This week, Senator Joe Manchin led a group of 45 bi-partisan senators to reintroduce a resolution to recognize May 9 as Fentanyl Awareness Day, in light of the recent increase in counterfeit drugs containing fentanyl that are claiming lives across the nation.
In addition, the U.S. Drug Enforcement Administration (DEA) has launched an exhibit in Washington, D.C. to honor those whose lives have been lost due to Fentanyl poisoning, In addition to causes from overdose and addiction, some of this rise is also due to counterfeit versions of fentanyl, where the drug has been mixed with illicit drugs like cocaine, methamphetamine, and heroin.
AMWA member Emily Kalhoud contributed this article to KevinMD earlier this year to raise awareness of these issues, reprinted with permission below.
Counterfeit Drugs: A Hidden Danger Lurking in Your Medicine Cabinet (April 1, KevinMD)
The timing of the United States Drug Enforcement Administration’s One Pill Can Kill campaign is crucial, considering the recent Carrollton teen tragedy in which Fentanyl-laced pills posing as oxycodone were distributed through a “juvenile dealer” to high school students who then sold the deadly drugs to high school and middle school students. Commenting on the dramatic increase in drugs laced with Fentanyl in North Texas, Nexus Recovery Center’s chief clinical officer Julie Pittman told CBS News, “We used to make mistakes when we were young and dumb, but those mistakes are deadly now.”
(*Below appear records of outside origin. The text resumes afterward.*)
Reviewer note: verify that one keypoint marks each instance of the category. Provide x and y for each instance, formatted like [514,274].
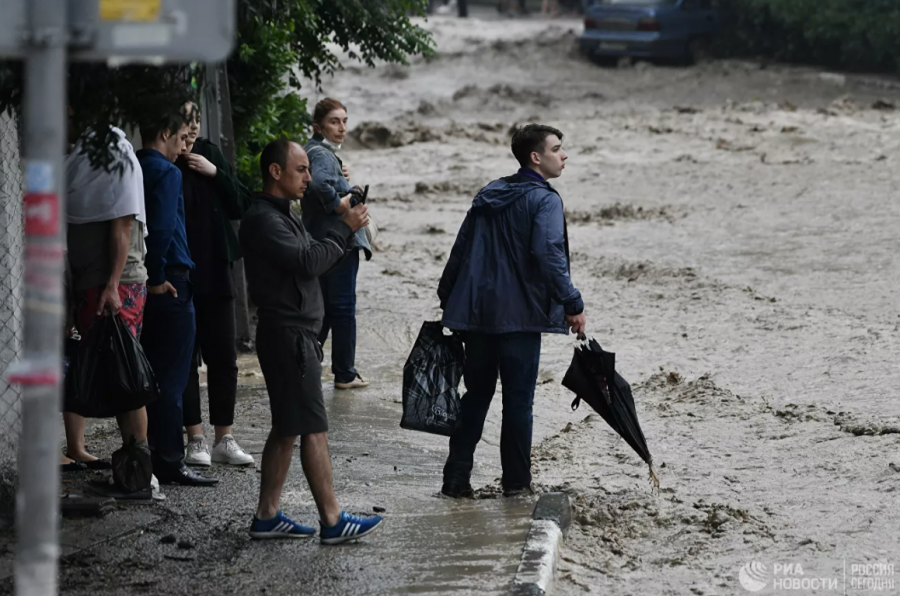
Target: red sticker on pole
[41,214]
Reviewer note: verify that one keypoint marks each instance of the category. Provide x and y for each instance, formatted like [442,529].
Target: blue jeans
[168,342]
[514,357]
[339,294]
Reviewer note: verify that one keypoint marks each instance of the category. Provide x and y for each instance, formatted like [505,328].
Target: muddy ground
[734,233]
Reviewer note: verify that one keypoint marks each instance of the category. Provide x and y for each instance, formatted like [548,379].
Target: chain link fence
[12,243]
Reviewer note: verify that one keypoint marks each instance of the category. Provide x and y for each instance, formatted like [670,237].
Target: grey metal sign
[12,27]
[128,30]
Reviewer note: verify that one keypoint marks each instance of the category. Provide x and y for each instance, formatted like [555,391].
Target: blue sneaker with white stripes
[350,527]
[280,526]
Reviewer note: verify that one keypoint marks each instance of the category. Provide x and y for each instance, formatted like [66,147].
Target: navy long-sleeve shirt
[167,239]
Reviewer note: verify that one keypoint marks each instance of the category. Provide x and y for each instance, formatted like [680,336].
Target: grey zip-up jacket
[324,194]
[283,262]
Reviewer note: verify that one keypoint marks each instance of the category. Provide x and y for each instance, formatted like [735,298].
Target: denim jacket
[324,194]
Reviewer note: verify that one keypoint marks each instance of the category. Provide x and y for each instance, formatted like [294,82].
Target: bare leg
[75,437]
[133,424]
[221,431]
[276,462]
[317,468]
[193,431]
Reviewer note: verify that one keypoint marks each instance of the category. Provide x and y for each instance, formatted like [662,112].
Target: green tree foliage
[281,42]
[101,97]
[852,34]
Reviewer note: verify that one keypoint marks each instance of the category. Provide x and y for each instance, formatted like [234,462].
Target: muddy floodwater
[734,231]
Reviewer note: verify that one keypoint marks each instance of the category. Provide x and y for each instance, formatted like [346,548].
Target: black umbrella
[589,378]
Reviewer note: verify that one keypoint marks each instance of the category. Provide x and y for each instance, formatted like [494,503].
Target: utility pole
[37,512]
[54,31]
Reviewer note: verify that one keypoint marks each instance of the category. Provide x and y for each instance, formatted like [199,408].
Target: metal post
[40,372]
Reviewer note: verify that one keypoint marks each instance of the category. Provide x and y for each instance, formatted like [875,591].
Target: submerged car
[679,30]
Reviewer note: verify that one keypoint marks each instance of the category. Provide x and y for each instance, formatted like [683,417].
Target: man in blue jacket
[169,327]
[507,282]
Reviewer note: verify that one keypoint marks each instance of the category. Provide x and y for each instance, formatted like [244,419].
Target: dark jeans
[216,345]
[339,294]
[168,341]
[514,357]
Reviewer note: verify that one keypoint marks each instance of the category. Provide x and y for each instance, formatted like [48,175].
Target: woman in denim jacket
[325,200]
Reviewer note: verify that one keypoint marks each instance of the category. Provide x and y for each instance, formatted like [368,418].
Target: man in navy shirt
[507,282]
[169,327]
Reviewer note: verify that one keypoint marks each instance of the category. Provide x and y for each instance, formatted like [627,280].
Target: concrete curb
[550,522]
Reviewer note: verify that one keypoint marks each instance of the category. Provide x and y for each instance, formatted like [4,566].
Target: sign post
[46,33]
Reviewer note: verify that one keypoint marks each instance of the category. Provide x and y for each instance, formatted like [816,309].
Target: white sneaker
[227,451]
[197,453]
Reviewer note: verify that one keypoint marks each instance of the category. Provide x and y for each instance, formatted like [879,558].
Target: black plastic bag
[110,374]
[132,468]
[431,376]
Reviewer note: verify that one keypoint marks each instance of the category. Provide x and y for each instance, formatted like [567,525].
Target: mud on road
[733,229]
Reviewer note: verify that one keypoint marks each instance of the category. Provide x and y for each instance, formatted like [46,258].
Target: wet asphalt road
[427,544]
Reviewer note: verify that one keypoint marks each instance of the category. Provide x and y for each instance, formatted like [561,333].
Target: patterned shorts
[133,297]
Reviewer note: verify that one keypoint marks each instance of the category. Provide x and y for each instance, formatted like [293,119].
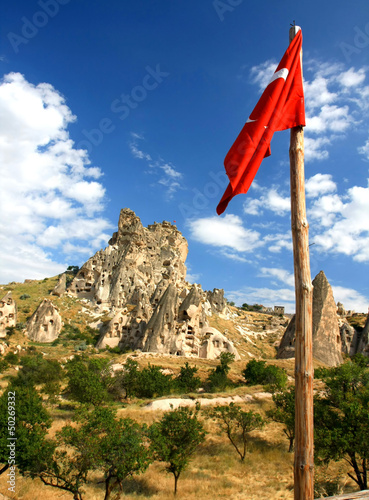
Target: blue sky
[105,105]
Deaths may occur due to overdose, such as the Fentanyl-laced pills consumed by the teens, or due to the drugs’ being devoid of any therapeutic ingredient, such as the recent FDA recall of counterfeit antimalarial Combiart tablets. The WHO’s estimate that low- and middle-income countries spend an estimated $30.5 billion on substandard or falsified medicine implies hundreds of thousands of preventable deaths, often occurring in children in low-income countries, due to treatable illnesses such as malaria and acute pneumonia. One estimate cites a counterfeit drug prevalence in some parts of Africa and Asia as high as 70 percent. The use of falsified and poor-quality medicines also contributes to rising antimicrobial resistance and future treatment failure.
Meanwhile in developed nations, the “Viagra” a patient purchased online may contain anything from printer ink to arsenic. Or a patient may face treatment failure after consuming a “cheaper chemotherapeutic from Canada” that lacked any therapeutic ingredient. The “closed” drug distribution system designed to prevent harmful drugs from entering the U.S. supply chain fails to protect patients who venture online for convenience or cost savings. According to the National Association of Boards of Pharmacy (NABP), potentially 95 percent of websites offering prescription drugs operate illegally. Expensive drugs in high demand, including erectile dysfunction drugs, weight loss aids, hormones, steroids, antihistamines, antivirals, antianxiety drugs, and even chemotherapeutics, antibiotics, antivirals, and vaccines are common targets. Greater demand for a drug paired with limited supply—such as for Tamiflu during flu season—creates a hole that criminal opportunists may try to fill with fakes.
As the online pharmacy industry continues to lure uninformed consumers with competitive prices and convenience, providers may consider educating patients during Medication Safety Week about the tremendous risks of purchasing commonly counterfeited drugs online or while traveling abroad.